The initial line-up of the new Engel Electric Tiebarless will be available early in 2001 in clamp tonnages of 60, 110 and 165 tons.


JSW Plastics Machinery’s new J-200 EL II Electric Servo Drive molding machine incorporates the Die Slide Injection Molding System which makes it possible to produce completely closed hollow products.

Typically, hollow products are produced by methods that include gas injection, blow molding, “lost core” or some secondary process such as bonding. JSW’s Die Slide Injection Molding System uses molds that have one half fixed to the machine’s movable platen. The other half of the mold has an element fixed to the stationary platen. In between them is the movable slide mold, driven by a hydraulic cylinder. One mold has a separate cavity and core of the product to be molded. The slide mold is constructed as a mirror image of the other half. Plastic is injected into the cavities to form separate halves of the product. The mold is then opened and the die slide hydraulic mechanism moves the slide mold so each half of the part is opposite each other. The mold is then closed to join the separate, semi-molded halves into a finished product.

JSW says the technology is capable of producing hollow products with uniform and accurate wall thickness. Secondary operations can be eliminated; as well, products with internal ribs and bosses can be produced.
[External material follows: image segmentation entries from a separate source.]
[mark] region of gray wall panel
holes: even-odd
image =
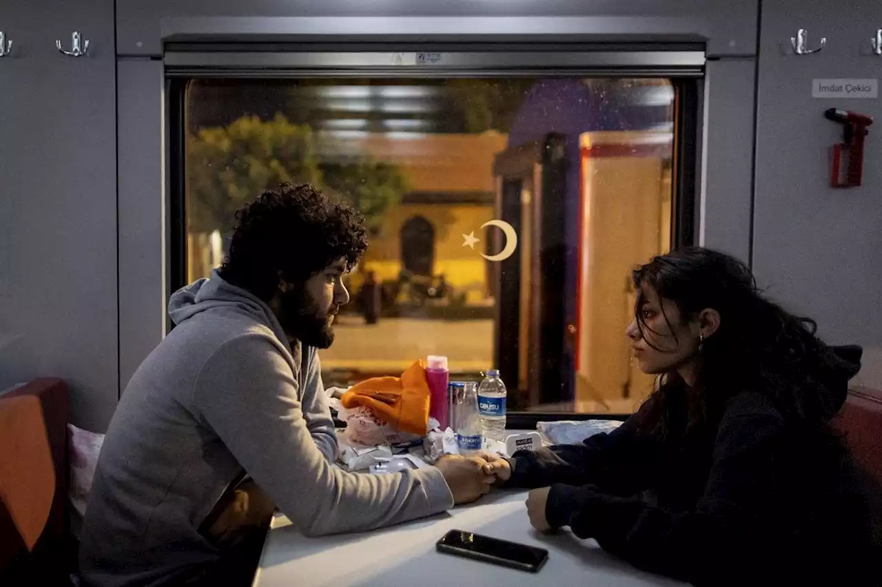
[[[0,387],[63,377],[73,422],[101,431],[118,398],[113,2],[15,11],[0,18],[17,49],[0,60]],[[56,49],[73,30],[88,56]]]

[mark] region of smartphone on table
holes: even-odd
[[[464,556],[503,567],[535,573],[548,561],[549,552],[544,548],[526,544],[509,542],[499,539],[452,530],[436,544],[440,553]]]

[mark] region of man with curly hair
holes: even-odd
[[[276,506],[307,535],[357,531],[474,501],[495,479],[478,458],[386,475],[332,466],[316,349],[349,300],[363,219],[282,184],[236,219],[220,269],[172,296],[176,328],[114,414],[84,524],[86,585],[250,584]]]

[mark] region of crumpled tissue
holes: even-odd
[[[441,431],[432,429],[422,439],[422,459],[426,463],[435,463],[445,455],[459,455],[460,448],[456,443],[456,433],[448,427]]]

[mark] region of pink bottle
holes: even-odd
[[[430,396],[429,415],[438,420],[444,430],[450,425],[447,414],[447,380],[450,375],[447,357],[431,354],[426,362],[426,383]]]

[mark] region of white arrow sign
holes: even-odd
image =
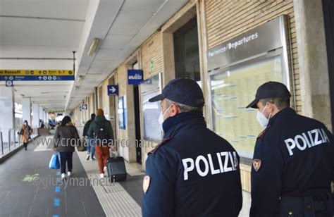
[[[114,92],[116,91],[116,89],[115,87],[112,87],[110,89],[110,90],[111,90],[113,93],[114,93]]]

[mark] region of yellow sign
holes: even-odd
[[[20,69],[0,70],[0,76],[36,76],[36,75],[68,75],[73,76],[73,70],[44,70],[44,69]]]
[[[64,109],[45,109],[45,111],[47,112],[65,112]]]

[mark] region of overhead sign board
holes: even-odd
[[[74,80],[73,70],[0,70],[0,81]]]
[[[118,95],[118,85],[108,85],[108,96]]]
[[[6,82],[6,87],[13,87],[14,84],[13,83],[13,81],[11,80],[7,80]]]
[[[140,85],[143,80],[142,70],[128,69],[128,84]]]
[[[44,111],[47,112],[65,112],[63,109],[45,108]]]
[[[281,16],[208,51],[208,70],[228,66],[242,59],[282,47],[285,17]]]

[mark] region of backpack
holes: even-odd
[[[97,125],[94,129],[94,134],[95,135],[97,145],[101,146],[108,144],[109,137],[104,121],[100,123],[95,122],[95,123]]]

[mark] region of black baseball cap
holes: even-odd
[[[203,107],[204,97],[197,82],[191,78],[176,78],[170,81],[162,90],[161,94],[149,99],[154,102],[163,99],[192,106]]]
[[[259,87],[255,95],[255,99],[246,108],[257,108],[256,104],[262,99],[290,97],[291,97],[291,94],[284,84],[271,81]]]

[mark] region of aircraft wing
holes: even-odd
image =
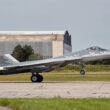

A small, versatile underwater pelletizing system that generated a lot of interest at Farrel’s NPE booth was developed in conjunction with a Canadian company. TDS Technologies Inc. designed the pelletizer with input from Farrel, and manufactures the units at the TDS plant in Delta, B.C. Farrel has responsibility for marketing the pelletizers.

TDS president Kelly Ready says the Hydron pelletizer is suitable for many resins, including polypropylene, which other units of this size are not able to pelletize. Farrel’s Mike Hotchkiss explains that the benefits of the Hydron pelletizer are due to the heating technology for the die plate. A combination of coil and rod heaters near the die holes provide the most concentrated die heating system yet developed, reports Farrel.


RTP Company has introduced a family of specialty conductive thermoplastic compounds based on hollow carbon nanotubes, structures thousands of times smaller than carbon fibers. Nanotube compounds (NTCs) are said to deliver uniform and precise surface resistivity throughout a resistivity spectrum ranging from ESD to strong anti-static-typically 104 to 109 ohms/sq. in.

The nano-scale size of the carbon tubes achieves a high aspect ratio, providing conductive properties at very low loadings. To obtain similar conductivity using traditional additives such as carbon fibre or carbon black requires higher loadings that may affect properties such as strength and impact, processing and surface finish.

RTP, the first company to commercialize inherently conductive compounds, says NTCs are ideally suited for wafer processing, disk-drive components and clean room applications. They provide static discharge protection in applications such as automotive fuel system components. The conductivity of NTCs also make them suited for electrostatic painting of automotive interior and exterior parts without using a conductive primer.

NTCs are currently available in polyolefins, nylons, polycarbonate/ABS, polystyrene, polycarbonate, PBT and other engineering resins.


Conair and Material Enhancement Technology Inc. have joined forces to develop and manufacture a nitrogen gas cooling process for plastic extrusion that has the potential to dramatically increase line speeds while using much less floor space than existing water-based cooling processes.

Nitrogen gas cooling units have been used successfully to replace or augment water-based cooling in a number of real-world applications over the last year. According to Conair, processors who replaced all sizing and cooling equipment with nitrogen gas cooling technology reported line speed increases of 90 to 200 percent and a tremendous reduction in required floor space.

In many applications, the nitrogen gas cooling system will have several
zones, each with its own temperature controller to maintain the temperature of the gas within 1 F of setpoint. High-velocity blowers circulate the gas around the hot extrusion at rates up to 2000 cfm.

Gas cooling does not affect material properties of the plastic, and the process is compatible with existing extrusion lines.